To the Council of Europe:

* Increase support for the nongovernmental sector and the independent media, including through exchanges and their participation in Council of Europe seminars, meetings, hearings, and other fora;

* Refuse any consideration of the application for admission to the Council of Europe filed by FRY until there have been significant improvements in the human rights situation, including implementation of the recommendations to the FRY and Serbian authorities contained in this report;

* Council of Europe institutions and representatives should continue their unequivocal condemnation of human rights violations perpetrated against members of nongovernmental organizations, the media, and opposition figures, such as those detailed in this report.

To the European Union:

* Increase support for the nongovernmental sector, independent academics, and independent media;

* Highlight the situation of the nongovernmental sector and media in the work of the Human Rights Working Table of the Southeast Europe Stability Pact and enlist the Working Table to develop a concrete strategy enhancing financial, political, and logistical support for nongovernmental organizations and independent media in FRY;

* Expand the list of Serbian and Yugoslav officials and individuals who are instrumental to the repressive policies of President Milosevic's government, to which the issuance of visas to the European Union member states is prohibited;

* Consider steps to improve implementation of the European Union freeze of the assets of Serbian and Yugoslav officials, until significant improvements in the human rights situation have occurred.

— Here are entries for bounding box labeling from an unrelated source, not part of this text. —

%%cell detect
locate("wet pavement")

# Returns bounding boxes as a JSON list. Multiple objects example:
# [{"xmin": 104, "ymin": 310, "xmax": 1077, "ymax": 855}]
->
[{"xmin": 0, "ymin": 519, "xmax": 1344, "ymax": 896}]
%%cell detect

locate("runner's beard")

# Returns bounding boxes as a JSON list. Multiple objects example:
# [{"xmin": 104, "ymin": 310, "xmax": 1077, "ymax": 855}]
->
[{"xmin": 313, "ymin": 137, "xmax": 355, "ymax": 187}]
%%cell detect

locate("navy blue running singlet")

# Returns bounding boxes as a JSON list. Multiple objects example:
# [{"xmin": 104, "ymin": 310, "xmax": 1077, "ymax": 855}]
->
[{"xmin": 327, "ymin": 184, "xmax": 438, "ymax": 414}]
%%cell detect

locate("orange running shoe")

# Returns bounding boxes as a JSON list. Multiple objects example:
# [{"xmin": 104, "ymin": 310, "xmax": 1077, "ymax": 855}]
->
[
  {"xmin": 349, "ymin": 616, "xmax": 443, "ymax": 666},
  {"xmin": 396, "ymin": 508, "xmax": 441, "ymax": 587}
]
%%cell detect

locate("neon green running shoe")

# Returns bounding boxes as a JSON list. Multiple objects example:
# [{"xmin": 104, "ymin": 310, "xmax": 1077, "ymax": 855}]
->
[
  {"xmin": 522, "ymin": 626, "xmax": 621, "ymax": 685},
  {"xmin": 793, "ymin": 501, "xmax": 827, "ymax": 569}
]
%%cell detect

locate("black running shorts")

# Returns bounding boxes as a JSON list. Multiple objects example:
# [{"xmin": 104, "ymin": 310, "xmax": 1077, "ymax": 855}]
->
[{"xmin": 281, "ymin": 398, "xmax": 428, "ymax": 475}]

To the United States Government:

* Take steps to reduce the impact of sanctions on municipalities in Serbia in which nongovernmental organizations and independent media operate free of pressure from the local authorities;

* Increase funding for training programs, technical development, and human rights awareness for the nongovernmental sector;

* Increase support for the nongovernmental sector and the independent media, including through exchanges and study tours.